Remember that you don't need to print out a single line of mark-up with a single line of PHP. Also, you are trying to open up a new PHP block
when you are already in one.

Try this:

PHP Code:


			
echo "<td width=33%>$shop_short_descr <br>";



if ( ! empty( $shop_pic ) ) 

{ 

    echo "$shop_pic"; 

}



echo "</td>";

**cforscutt** · 03-13-2005, 11:41 AM

thats exactly what I was after cheers Kyrnt

**dan245** · 03-13-2005, 11:42 AM

this is an example

PHP Code:


			


if ( $yourvariable = TRUE );



{



echo "It works!!";



}

**tress** · 03-14-2005, 04:09 AM

dan please don't post incorrect code, an example has already been provided. Not only do you have a syntax error, you are also doing assignment instead of comparasion.

**cjdesign** · 03-14-2005, 09:30 AM

Quote:

Originally Posted by dan245

this is an example

PHP Code:


			


if ( $yourvariable = TRUE );



{



echo "It works!!";



}

DOH!

**Kyrnt** · 03-14-2005, 09:33 AM

Ok, dan posted some bad code -- let's not dwell on it. Anyone who posts to these forums will invariably do that -- I know I have. The point is let's not celebrate it.

**Gaffer Sports** · 03-14-2005, 09:40 AM

Well said, Kyrnt.

Not too far from this thread is one about our biggest mistakes, which proves we all make them. Atleast the guy was trying to help.

Steve.

**0beron** · 03-14-2005, 11:36 AM

I think I made the = versus == mistake TWICE in the same thread when posting up example code. When coding my own stuff it would error and I'd find it and fix it, but it's not helpful to the poor soul who trys my code and gets the error. For most complicated things I try and knock up a test script so I know i works.

**camperjohn** · 03-14-2005, 02:32 PM

Remember you CAN use the ? inside another statement. ? acts like an inline if statement:

echo "test: " . ((a == true) ? "yes" : "no");

If a == true, it will print yes, if it is false, it will print no.

JM

**Kyrnt** · 08:15 AM

Of course that's true -- it's called the tertiary operator. It is most appropriate to use when choosing between achieving one or two values for the purposes of assignment or printing. It is less appropriate when the function is printing (or echoing) and one of the values is null or empty string.
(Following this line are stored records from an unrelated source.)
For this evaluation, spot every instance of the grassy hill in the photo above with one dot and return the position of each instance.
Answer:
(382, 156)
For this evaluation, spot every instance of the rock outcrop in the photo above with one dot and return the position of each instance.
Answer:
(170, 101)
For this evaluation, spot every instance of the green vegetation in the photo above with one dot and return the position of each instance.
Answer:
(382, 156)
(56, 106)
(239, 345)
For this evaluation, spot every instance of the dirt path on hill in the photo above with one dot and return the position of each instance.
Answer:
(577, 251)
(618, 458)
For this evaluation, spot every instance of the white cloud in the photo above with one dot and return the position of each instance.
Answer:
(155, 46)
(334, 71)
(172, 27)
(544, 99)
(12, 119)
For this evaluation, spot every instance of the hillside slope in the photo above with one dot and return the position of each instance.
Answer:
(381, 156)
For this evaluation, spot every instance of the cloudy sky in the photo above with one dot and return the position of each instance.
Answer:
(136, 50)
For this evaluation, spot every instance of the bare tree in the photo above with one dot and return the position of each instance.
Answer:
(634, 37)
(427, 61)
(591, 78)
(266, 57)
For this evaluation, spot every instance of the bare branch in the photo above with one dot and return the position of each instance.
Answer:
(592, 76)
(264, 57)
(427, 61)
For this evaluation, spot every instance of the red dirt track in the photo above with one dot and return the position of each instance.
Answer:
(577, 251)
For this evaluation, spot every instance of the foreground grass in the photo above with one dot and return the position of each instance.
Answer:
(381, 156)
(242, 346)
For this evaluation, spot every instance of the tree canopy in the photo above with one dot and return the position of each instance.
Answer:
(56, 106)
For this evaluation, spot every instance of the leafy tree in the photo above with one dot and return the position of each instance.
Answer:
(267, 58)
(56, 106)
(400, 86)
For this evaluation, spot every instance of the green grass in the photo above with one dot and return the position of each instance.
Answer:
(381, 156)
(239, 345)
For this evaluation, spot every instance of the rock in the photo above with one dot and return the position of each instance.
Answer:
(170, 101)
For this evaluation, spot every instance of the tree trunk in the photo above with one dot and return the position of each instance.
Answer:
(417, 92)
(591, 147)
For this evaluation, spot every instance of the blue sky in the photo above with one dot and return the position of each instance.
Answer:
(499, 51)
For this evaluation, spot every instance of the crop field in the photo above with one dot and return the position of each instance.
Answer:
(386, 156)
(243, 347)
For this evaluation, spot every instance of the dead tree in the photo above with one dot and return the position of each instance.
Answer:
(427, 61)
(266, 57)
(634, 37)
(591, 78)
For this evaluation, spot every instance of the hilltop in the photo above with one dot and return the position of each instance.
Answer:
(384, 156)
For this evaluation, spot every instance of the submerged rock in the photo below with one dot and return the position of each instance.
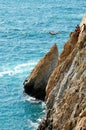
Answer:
(66, 88)
(35, 84)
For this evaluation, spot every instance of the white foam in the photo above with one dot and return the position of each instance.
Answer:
(17, 69)
(32, 99)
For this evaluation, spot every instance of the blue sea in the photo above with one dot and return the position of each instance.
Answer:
(24, 40)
Such would have been the case here, so a traditional "if" statement is most appropriate here. But your way is equally effective. The original problem would have looked like this:

PHP Code:


			
echo empty( $shop_pic ) ? "" : $shop_pic;

While equally functional, it does unnecessarily print an empty string when $shop_pic is empty and is not as immediately readable as the traditional if. But it is a valid solution.
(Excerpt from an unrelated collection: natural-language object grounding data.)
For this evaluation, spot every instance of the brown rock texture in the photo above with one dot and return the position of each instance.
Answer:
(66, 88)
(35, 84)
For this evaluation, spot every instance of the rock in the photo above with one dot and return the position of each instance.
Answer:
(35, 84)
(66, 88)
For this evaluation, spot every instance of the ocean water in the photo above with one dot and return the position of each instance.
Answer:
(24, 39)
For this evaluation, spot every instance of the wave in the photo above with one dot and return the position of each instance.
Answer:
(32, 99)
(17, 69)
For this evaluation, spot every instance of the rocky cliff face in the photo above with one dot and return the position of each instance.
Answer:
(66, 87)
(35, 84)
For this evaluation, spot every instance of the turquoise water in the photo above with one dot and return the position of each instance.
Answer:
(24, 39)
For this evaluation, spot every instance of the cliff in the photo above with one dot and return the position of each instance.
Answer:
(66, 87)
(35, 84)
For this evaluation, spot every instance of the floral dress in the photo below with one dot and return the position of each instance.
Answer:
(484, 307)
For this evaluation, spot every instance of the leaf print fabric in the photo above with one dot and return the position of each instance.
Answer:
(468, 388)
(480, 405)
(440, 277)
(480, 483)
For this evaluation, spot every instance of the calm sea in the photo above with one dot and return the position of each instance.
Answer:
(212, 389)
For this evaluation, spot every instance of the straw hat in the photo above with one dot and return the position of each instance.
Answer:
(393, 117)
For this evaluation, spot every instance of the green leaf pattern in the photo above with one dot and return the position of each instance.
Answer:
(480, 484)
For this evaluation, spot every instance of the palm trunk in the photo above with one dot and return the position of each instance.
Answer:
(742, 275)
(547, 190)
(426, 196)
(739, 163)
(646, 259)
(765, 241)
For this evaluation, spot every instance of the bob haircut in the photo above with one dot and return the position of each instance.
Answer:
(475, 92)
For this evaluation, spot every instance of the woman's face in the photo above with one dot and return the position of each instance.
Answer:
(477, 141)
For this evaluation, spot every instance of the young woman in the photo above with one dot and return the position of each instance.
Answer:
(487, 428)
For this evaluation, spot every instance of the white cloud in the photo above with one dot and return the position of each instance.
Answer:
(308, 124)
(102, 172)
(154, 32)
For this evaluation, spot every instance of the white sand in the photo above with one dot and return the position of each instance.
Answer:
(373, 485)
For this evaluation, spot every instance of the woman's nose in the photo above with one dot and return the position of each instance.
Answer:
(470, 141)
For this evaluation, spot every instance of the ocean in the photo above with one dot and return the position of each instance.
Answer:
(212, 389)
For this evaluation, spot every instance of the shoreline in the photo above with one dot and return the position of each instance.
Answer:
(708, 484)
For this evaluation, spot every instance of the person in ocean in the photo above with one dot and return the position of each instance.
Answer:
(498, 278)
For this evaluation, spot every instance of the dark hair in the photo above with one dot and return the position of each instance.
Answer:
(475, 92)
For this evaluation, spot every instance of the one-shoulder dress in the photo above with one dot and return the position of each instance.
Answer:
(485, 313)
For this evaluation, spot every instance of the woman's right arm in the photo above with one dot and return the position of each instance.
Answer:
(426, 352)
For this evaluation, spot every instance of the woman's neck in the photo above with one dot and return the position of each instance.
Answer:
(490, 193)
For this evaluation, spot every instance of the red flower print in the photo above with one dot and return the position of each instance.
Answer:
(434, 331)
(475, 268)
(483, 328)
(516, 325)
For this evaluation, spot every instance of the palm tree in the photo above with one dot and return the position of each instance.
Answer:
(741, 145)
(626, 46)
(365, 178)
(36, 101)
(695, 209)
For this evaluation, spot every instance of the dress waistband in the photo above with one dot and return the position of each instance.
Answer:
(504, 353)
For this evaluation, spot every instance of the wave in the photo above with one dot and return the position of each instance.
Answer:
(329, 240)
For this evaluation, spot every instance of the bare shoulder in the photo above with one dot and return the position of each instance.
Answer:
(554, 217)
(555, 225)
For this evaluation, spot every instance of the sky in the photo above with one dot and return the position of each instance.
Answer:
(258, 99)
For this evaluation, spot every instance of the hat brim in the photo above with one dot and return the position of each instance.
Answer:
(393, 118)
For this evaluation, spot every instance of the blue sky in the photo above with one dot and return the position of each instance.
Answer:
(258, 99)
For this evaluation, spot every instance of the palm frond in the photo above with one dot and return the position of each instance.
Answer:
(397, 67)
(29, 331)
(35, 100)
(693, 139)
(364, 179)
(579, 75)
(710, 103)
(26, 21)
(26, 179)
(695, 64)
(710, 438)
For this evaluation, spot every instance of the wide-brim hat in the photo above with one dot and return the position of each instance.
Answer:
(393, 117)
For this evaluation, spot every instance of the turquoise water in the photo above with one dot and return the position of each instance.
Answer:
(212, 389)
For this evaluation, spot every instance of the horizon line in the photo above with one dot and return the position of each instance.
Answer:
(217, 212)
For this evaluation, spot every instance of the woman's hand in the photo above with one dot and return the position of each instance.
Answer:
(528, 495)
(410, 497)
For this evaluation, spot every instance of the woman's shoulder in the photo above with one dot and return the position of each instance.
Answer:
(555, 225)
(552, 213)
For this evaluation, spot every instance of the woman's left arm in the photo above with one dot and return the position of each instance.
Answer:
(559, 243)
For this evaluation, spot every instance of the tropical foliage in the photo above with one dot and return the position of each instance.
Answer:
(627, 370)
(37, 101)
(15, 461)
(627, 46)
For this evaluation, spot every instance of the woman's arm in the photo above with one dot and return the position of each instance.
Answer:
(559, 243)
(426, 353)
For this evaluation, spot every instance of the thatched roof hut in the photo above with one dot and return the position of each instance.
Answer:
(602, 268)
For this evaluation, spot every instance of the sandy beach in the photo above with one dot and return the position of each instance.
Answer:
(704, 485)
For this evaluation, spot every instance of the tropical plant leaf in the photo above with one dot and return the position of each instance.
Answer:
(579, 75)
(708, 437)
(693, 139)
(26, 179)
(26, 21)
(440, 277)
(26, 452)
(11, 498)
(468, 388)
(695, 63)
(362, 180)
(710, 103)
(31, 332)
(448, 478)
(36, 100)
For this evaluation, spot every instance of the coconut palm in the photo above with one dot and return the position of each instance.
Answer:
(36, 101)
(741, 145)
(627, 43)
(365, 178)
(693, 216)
With that said, it would be considerably more elegant if you had a placeholder image indicating that an image was not available (itself an image of course) named, for example, notAvail.jpg. Then you could do something like this:

PHP Code:


			
$unavailImg = "images/notAvail.jpg";

echo empty( $shop_pic ) ? $unavailImg  : $shop_pic;

Or better yet, put all that logic into a function and just call that:

PHP Code:


			


// Within code, I want to display an image if available, otherwise a standard "not available" image.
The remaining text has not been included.